La fin du régime de Stephen Harper et la victoire de Justin Trudeau a également marqué un retour à Ottawa des politiciens du «Canada central». Mais les élections à Queen’s Park et à Québec laissent entrevoir des changements majeurs qui pourraient modifier l’équilibre des pouvoirs au sein de la fédération canadienne. 

Chronique

Le «Lucien Bouchard» de Couillard?

CHRONIQUE / Quand l’équipe du «Oui» au référendum de 1995 a constaté que Jacques Parizeau ne parviendrait pas seul à convaincre les Québécois, elle a fait appel aux talents de communicateur et à la passion de Lucien Bouchard. Cette année, Philippe Couillard a compris qu’il ne parviendrait pas seul à convaincre les Québécois de lui donner un autre mandat. Il a donc fait appel à Alexandre Taillefer, un autre communicateur passionné.

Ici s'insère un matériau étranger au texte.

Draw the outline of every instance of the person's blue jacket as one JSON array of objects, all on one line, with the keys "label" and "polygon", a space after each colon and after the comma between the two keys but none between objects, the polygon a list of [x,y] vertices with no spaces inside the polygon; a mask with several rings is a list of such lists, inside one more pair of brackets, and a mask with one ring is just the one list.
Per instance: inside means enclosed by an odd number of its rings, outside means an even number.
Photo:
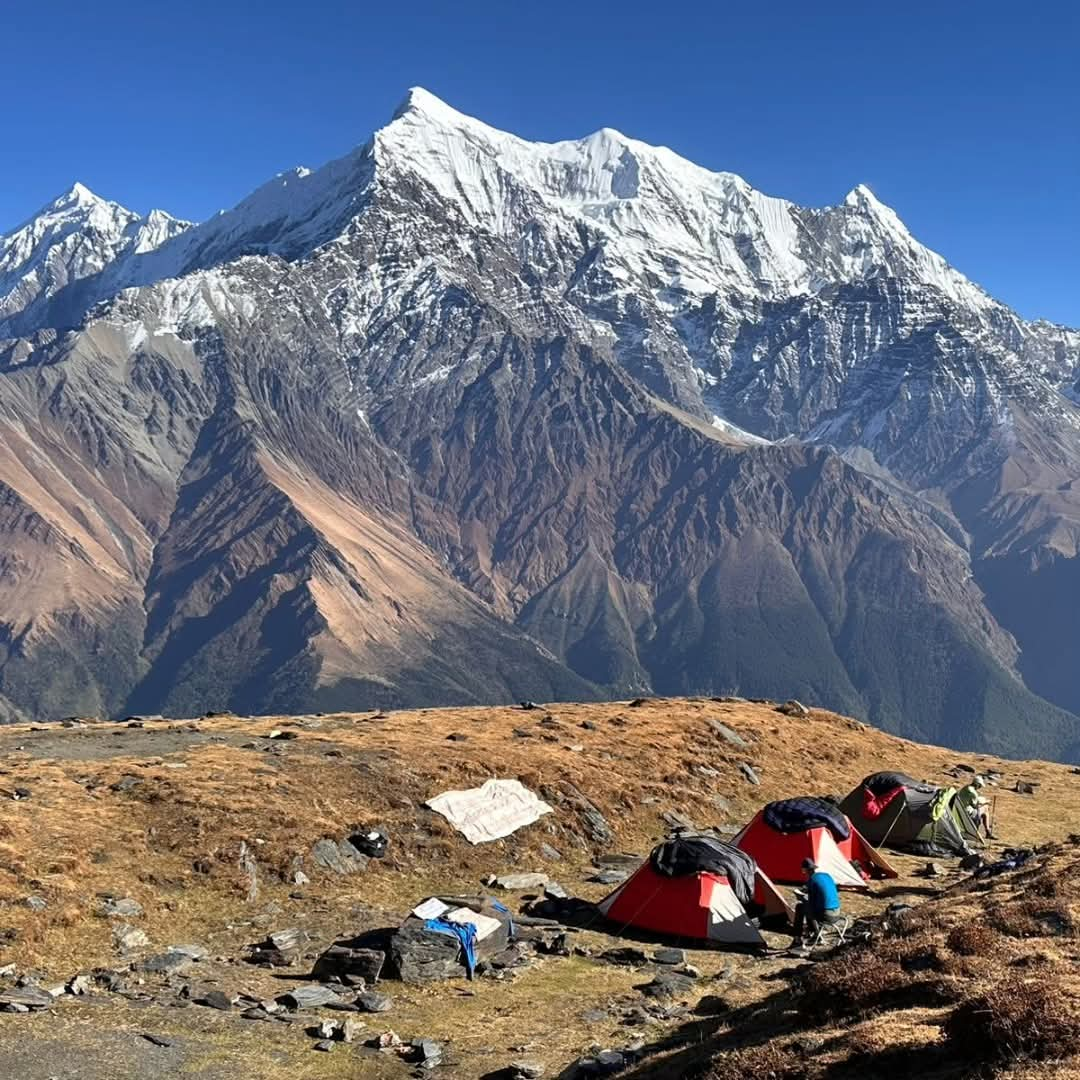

Dans les deux cas, les machines politiques se sont tournées ou se tournent aujourd’hui vers des personnalités offrant une plus grande capacité que MM. Parizeau et Couillard à faire passer leurs convictions. D’ailleurs, on pourrait dire la même chose de Jean-François Lisée, qui est allé chercher Véronique Hivon pour asseoir son autorité sur une équipe davantage à l’écoute de la population.

En 1995, la décision de Jacques Parizeau d’amener Lucien Bouchard à ses côtés a eu un effet positif pour la campagne du «Oui». L’arrivée d’Alexandre Taillefer sera-t-elle un facteur dans le choix des électeurs aux élections générales du 1er octobre? La réponse à cette question est beaucoup moins évidente. 

Même si la notoriété des gens attire toujours l’attention des médias, elle ne donne pas toujours les résultats souhaités. L’arrivée de Gabriel Nadeau-Dubois n’a pas fait bouger l’aiguille des sondages d’opinion en faveur de Québec solidaire, même s’il est très connu et qu’il fait un excellent travail à l’Assemblée nationale.

L’autre grande question concernant Alexandre Taillefer est sa capacité de plonger aussi rapidement et profondément dans la bataille politique sans commettre d’impairs, et plus encore, sans créer de malaises au sein de la machine libérale.

L’homme est un excellent communicateur et il a une image sympathique dans ses entrevues. Mais qu’en sera-t-il dans les coulisses de l’organisation de campagne du PLQ? Contrairement à Daniel Johnson, qui a présidé de haut la dernière campagne électorale de Philippe Couillardm laissant l’autorité nécessaire au directeur de la campagne, M. Taillefer veut s’y investir très profondément. Il a même annoncé son intention de prendre place dans l’autobus de campagne du chef. Or c’est Jean-Marc Fournier qui doit y accompagner M. Couillard. Trop de conseillers à bord, ça risque de créer des tensions. Issu du milieu des affaires, M. Taillefer sera tenté d’intervenir à tous les niveaux, à celui de la présidence, de la direction de la campagne, et de l’entourage immédiat du chef. Comme c’est Philippe Couillard en personne qui l’a recruté, il se sentira investi de son autorité. 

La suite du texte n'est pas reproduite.